Why does Java's invokevirtual need to resolve the called method's compile-time class?-Collection of common programming errors

It is all about performance. When by figuring out the compile-time type (aka: static type) the JVM can compute the index of the invoked method in the virtual function table of the runtime type (aka: dynamic type). Using this index step 3 simply becomes an access into an array which can be accomplished in constant time. No looping is needed.

Example:

class A {
   void foo() { }
   void bar() { }
}

class B extends A {
  void foo() { } // Overrides A.foo()
}

By default, A extends Object which defines these methods (final methods omitted as they are invoked via invokespecial):

class Object {
  public int hashCode() { ... }
  public boolean equals(Object o) { ... }
  public String toString() { ... }
  protected void finalize() { ... }
  protected Object clone() { ... }
}

Now, consider this invocation:

A x = ...;
x.foo();

By figuring out that x’s static type is A the JVM can also figure out the list of methods that are available at this call site: hashCode, equals, toString, finalize, clone, foo, bar. In this list, foo is the 6th entry (hashCode is 1st, equals is 2nd, etc.). This calculation of the index is performed once – when the JVM loads the classfile.
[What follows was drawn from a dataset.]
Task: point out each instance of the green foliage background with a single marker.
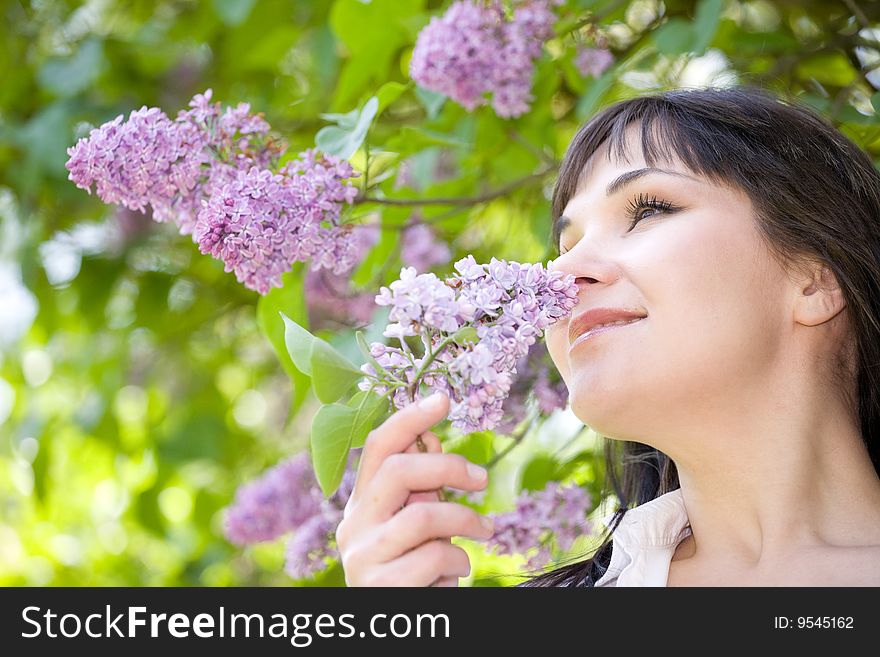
(144, 392)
After that, whenever the JVM processes x.foo() is just needs to access the 6th entry in the list of methods that x offers, equivalent to x.getClass().getMethods[5], (which points at A.foo() if x’s dynamic type is A) and invoke that method. No need to exhaustively search this array of methods.

Note that the method’s index, remains the same regardless of the dynamic type of x. That is: even if x points to an instance of B, the 6th methods is still foo (although this time it will point at B.foo()).

Update

[In light of your update]: You’re right. In order to perform a virtual method dispatch all the JVM needs is the name+signature of the method (or the offset within the vtable). However, the JVM does not execute things blindly. It first checks that the cassfiles loaded into it are correct in a process called verification (see also here).

Verification expresses one of the design principles of the JVM: It does not rely on the compiler to produce correct code. It checks the code itself before it allows it to be executed. In particular, the verifier checks that every invoked virtual method is actually defined by the static type of the receiver object. Obviously, the static type of the receiver is needed to perform such a check.